Congrats on the striping, Trekriffic! That takes a steady hand, and some guts. If the decals are as bad as you say, I guess I better start summoning up my courage...


----------



## SteveR (Aug 7, 2005)

Yes, great stripes! Very encouraging.


----------



## Trekkriffic (Mar 20, 2007)

I'm thinking it might be nice to to scratch one of these for the center console...


----------



## Lloyd Collins (Sep 25, 2004)

I dare you!


----------



## Lloyd Collins (Sep 25, 2004)

No more updates?


----------



## Trekkriffic (Mar 20, 2007)

Made the teeny, tiny Batphone yesterday...

The real Batphone:









I found cutting the end off a piece of the leftover chrome sprue made a pretty good base for the phone:









I cut the handset from a piece of thin styrene sheet using scissors and an exacto knife:









Then I cut the handset in half and glued it to the top of the base:









Once the glue had set I took a toothpick and made the ear and mouthpieces out of dropletes of CA. Then I filed and sanded to shape. I painted it Italian Red:









The Batphone installed in the cockpit, glued to the center console with CA:









The Batmobile was given a coat of Testors Semi-Gloss over a coat of Dullcote giving it a nice sheen. The Dynamic Duo, the seats, the Batchute packs on the rear, and the tires, are all left flat matte.


----------



## Lloyd Collins (Sep 25, 2004)

You are a model building God!


----------



## SteveR (Aug 7, 2005)

Nifty!


----------



## dreadnaught726 (Feb 5, 2011)

Trekkriffic said:


> I built the old Aurora version of this kit when I was like 9 or 10 years old. It didn't include stripe decals as I recall and I don't think I had enough confidence to paint them so it was pretty basic. This time around with the decals I thought I had it made but the decals are horrible. Even brushing with liquid decal film they still fragment. They also don't stick all that well. So it looks like I will be painting them on now. I should be able to do a much better job of it as a grown up hopefully.

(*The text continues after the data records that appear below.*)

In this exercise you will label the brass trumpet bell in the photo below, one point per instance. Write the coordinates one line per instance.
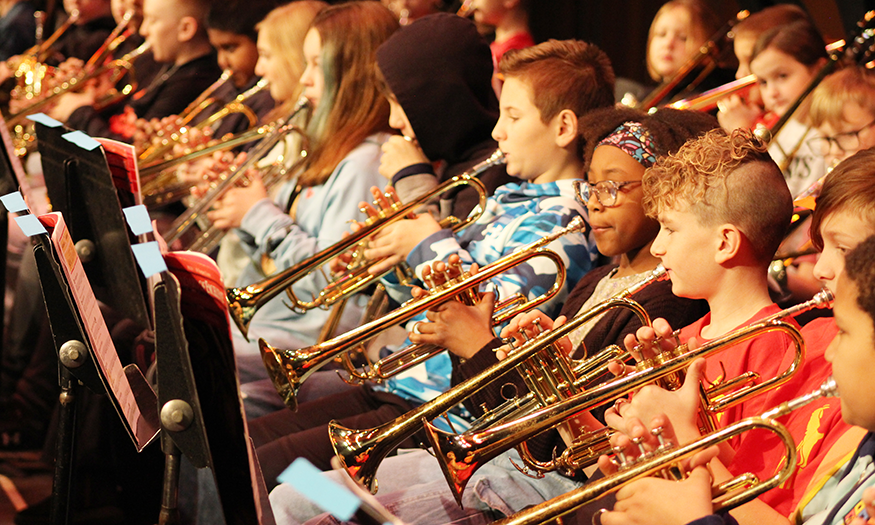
(667, 458)
(361, 451)
(244, 302)
(296, 365)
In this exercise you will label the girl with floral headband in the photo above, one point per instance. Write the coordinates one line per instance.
(619, 145)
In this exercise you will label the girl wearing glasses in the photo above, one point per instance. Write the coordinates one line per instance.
(620, 144)
(843, 110)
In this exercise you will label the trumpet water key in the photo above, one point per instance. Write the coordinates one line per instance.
(361, 451)
(666, 462)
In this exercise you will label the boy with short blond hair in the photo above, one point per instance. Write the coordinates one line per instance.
(543, 152)
(845, 495)
(723, 207)
(176, 31)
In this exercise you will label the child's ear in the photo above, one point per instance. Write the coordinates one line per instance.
(729, 244)
(187, 29)
(566, 128)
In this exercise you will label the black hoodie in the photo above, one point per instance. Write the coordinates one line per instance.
(440, 70)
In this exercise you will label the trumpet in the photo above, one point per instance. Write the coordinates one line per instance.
(361, 451)
(159, 151)
(406, 358)
(461, 455)
(116, 68)
(700, 65)
(244, 302)
(194, 108)
(164, 187)
(289, 368)
(666, 460)
(116, 38)
(274, 133)
(465, 9)
(858, 51)
(708, 100)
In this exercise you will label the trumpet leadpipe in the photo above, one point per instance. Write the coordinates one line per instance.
(461, 455)
(657, 462)
(288, 368)
(361, 451)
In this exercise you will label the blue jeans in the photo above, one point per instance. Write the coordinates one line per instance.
(413, 488)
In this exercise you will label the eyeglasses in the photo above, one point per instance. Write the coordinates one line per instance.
(849, 141)
(605, 191)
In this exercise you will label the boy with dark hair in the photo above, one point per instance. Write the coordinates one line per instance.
(231, 29)
(176, 32)
(723, 208)
(544, 154)
(823, 441)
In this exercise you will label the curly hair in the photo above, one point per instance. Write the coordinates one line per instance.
(724, 178)
(669, 128)
(860, 270)
(849, 187)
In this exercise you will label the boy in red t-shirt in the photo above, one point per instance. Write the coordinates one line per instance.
(723, 207)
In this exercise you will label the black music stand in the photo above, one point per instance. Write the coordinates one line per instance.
(77, 363)
(196, 360)
(11, 174)
(81, 187)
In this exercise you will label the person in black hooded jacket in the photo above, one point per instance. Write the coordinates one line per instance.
(443, 88)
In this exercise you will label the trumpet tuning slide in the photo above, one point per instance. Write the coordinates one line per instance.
(278, 373)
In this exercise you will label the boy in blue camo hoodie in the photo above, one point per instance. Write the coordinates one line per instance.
(546, 91)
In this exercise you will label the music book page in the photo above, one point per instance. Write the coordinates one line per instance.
(110, 367)
(122, 160)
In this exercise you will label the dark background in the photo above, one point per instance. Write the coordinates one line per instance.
(620, 27)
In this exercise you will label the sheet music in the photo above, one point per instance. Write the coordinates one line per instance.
(111, 369)
(122, 160)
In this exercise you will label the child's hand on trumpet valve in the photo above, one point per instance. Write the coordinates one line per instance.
(680, 407)
(461, 329)
(393, 243)
(655, 500)
(646, 343)
(228, 211)
(529, 324)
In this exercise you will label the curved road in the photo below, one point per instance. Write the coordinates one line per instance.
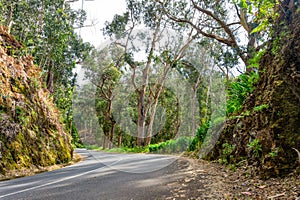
(100, 176)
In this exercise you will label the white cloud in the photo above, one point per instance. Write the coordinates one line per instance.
(98, 11)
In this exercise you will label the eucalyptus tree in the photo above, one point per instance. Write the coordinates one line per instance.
(102, 69)
(231, 23)
(144, 28)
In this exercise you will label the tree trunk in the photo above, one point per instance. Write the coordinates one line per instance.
(276, 126)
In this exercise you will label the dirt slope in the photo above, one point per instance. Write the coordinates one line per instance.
(31, 133)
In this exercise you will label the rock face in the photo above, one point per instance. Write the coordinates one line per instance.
(269, 134)
(31, 133)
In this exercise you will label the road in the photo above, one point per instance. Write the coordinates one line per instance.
(99, 176)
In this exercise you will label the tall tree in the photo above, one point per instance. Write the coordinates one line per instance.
(163, 48)
(215, 20)
(103, 70)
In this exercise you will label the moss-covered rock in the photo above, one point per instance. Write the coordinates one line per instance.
(31, 133)
(268, 136)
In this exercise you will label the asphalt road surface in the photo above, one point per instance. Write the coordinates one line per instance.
(99, 176)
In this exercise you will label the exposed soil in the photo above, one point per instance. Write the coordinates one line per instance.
(12, 174)
(207, 180)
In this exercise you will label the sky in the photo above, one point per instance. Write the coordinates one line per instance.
(98, 12)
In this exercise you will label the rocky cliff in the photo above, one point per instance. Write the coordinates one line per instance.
(31, 133)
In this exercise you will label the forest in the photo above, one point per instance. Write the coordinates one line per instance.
(218, 80)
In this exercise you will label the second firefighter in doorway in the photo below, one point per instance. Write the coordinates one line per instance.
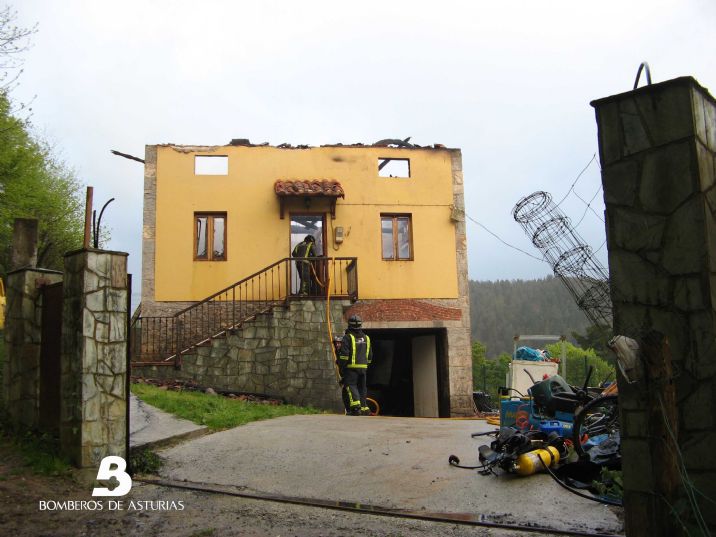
(303, 251)
(354, 357)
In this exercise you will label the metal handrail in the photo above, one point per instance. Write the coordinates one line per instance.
(163, 339)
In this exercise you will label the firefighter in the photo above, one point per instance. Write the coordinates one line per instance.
(303, 251)
(354, 357)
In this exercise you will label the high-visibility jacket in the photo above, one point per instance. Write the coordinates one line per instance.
(356, 352)
(303, 249)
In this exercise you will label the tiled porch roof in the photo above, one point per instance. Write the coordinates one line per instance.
(309, 188)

I had the same difficulties with my decals. I'm afraid to tackle the 1/25 PL Batmobile for fear of the same crappy decals. I really don't have a steady enough hand to even attempt painyting them.


----------



## Trekkriffic (Mar 20, 2007)

dreadnaught726 said:


> I had the same difficulties with my decals. I'm afraid to tackle the 1/25 PL Batmobile for fear of the same crappy decals.  I really don't have a steady enough hand to even attempt painyting them.

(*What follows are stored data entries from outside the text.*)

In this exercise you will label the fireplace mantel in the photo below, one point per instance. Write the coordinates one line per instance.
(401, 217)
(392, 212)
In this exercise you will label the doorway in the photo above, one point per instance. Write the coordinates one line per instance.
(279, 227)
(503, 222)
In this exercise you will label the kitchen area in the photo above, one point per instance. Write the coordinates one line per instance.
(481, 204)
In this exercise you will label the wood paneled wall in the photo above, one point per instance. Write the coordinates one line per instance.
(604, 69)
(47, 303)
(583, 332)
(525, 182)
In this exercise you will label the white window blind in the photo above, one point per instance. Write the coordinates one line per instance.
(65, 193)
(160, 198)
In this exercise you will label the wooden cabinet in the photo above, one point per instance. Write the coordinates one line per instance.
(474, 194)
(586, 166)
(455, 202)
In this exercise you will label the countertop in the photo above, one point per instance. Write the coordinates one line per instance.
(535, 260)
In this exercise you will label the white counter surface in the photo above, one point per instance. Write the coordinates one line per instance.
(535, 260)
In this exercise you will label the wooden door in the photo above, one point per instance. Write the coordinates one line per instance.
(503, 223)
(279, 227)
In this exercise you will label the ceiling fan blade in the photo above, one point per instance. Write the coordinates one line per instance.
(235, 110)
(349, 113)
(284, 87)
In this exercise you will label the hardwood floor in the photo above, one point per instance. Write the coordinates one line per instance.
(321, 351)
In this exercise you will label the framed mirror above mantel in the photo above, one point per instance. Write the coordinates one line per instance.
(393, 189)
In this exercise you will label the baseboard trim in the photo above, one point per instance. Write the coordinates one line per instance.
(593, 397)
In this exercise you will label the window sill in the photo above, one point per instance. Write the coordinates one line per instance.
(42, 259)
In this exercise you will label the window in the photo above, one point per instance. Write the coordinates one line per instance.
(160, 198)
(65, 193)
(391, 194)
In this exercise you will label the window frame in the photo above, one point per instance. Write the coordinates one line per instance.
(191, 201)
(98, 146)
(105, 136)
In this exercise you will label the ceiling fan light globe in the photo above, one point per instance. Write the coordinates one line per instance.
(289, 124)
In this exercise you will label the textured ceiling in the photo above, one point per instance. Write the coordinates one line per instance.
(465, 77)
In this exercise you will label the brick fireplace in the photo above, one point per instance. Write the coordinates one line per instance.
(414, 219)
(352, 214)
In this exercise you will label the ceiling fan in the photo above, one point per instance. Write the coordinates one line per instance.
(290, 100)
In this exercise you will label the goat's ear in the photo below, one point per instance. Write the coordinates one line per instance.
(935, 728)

I'm lucky to have a steady hand but you could do the job with masking tape. The stripes along the sides and tops of the fins are straight for the most part so it's just a matter of spacing the tape evenly as you go along. The tops of the wheel wells can be masked too- just lay a big enough piece of tape to cover the entire wheel well and use a pencil to rub a tracing of the outline of the well onto the tape. Then pull the tape off and cut the tape with an exacto knife but not where the pencil is, cut the tape outside the pencil line about 1/16" or so. Then when you lay it down you should have a nice evenly spaced masking line. Do the same thing with the sides of the front and rear grills and the scallops on the tail fins.


----------



## SteveR (Aug 7, 2005)

Apparently it's a good idea to spray the body orange-red (over white), then use 1mm tape to mask the orange-red, then spray black.


----------



## dreadnaught726 (Feb 5, 2011)

Great tips. Never thought of painting the red first, mask and then the black. Now, where is that Batmobile Kit!


----------



## Trekkriffic (Mar 20, 2007)

SteveR said:


> Apparently it's a good idea to spray the body orange-red (over white), then use 1mm tape to mask the orange-red, then spray black.

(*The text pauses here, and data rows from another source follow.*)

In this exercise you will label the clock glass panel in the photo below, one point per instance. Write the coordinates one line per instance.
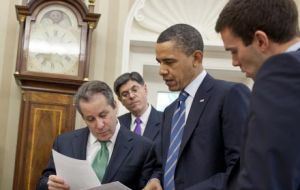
(54, 42)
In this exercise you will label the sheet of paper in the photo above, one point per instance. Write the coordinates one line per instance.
(80, 175)
(77, 173)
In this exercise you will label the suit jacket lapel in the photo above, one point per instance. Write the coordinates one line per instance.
(200, 101)
(122, 148)
(152, 127)
(167, 125)
(126, 120)
(79, 144)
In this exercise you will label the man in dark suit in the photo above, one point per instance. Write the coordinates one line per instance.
(263, 38)
(129, 159)
(132, 92)
(214, 113)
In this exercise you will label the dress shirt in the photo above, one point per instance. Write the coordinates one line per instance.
(93, 146)
(191, 89)
(144, 118)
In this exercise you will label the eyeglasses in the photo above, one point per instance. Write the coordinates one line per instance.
(133, 90)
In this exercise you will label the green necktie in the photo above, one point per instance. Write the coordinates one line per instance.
(100, 161)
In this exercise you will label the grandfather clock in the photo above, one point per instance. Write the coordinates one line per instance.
(52, 62)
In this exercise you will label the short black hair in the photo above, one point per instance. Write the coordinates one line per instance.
(187, 38)
(124, 78)
(277, 18)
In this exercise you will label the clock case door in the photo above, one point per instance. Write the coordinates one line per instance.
(47, 108)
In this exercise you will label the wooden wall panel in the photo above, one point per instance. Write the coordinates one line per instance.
(43, 116)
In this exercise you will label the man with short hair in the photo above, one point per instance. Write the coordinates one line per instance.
(142, 118)
(263, 38)
(115, 153)
(202, 128)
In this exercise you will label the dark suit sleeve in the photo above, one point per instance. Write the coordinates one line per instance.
(148, 166)
(271, 156)
(49, 170)
(235, 110)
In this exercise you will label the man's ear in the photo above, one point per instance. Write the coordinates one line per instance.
(261, 40)
(198, 55)
(146, 88)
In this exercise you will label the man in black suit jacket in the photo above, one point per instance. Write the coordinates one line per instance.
(215, 114)
(263, 37)
(132, 92)
(131, 157)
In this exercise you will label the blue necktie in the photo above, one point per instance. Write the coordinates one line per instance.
(178, 122)
(138, 128)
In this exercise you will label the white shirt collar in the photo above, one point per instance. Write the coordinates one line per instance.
(92, 139)
(294, 47)
(144, 117)
(194, 85)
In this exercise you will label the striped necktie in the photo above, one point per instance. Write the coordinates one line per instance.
(178, 122)
(101, 160)
(138, 128)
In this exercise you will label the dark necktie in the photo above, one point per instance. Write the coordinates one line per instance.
(138, 128)
(177, 127)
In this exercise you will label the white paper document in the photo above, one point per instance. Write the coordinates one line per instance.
(80, 175)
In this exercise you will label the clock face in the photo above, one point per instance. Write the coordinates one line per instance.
(54, 43)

Interesting idea. Good luck though getting that masking tape to lay down flat over the curved sections. Can you say "paint bleed"? I suppose one could use liquid mask but that could be a bear if it pulls up the paint on either side of it when you go to remove it.


----------



## Trekkriffic (Mar 20, 2007)

Here are a few quick pics as she stands right now. I glued the canopies on with Elmers clear glue and painted the black plastic tire rims with chrome silver...


























I still need to glue Robin into his seat but I had to touch up the yellow on his cape first. Turns out Robin leans forward with his right hand gripping the canopy frame thus exposing more of his back than I'd anticipated so I had to finsih painting his lower back where I'd left some of the cape unpainted for gluing purposes. 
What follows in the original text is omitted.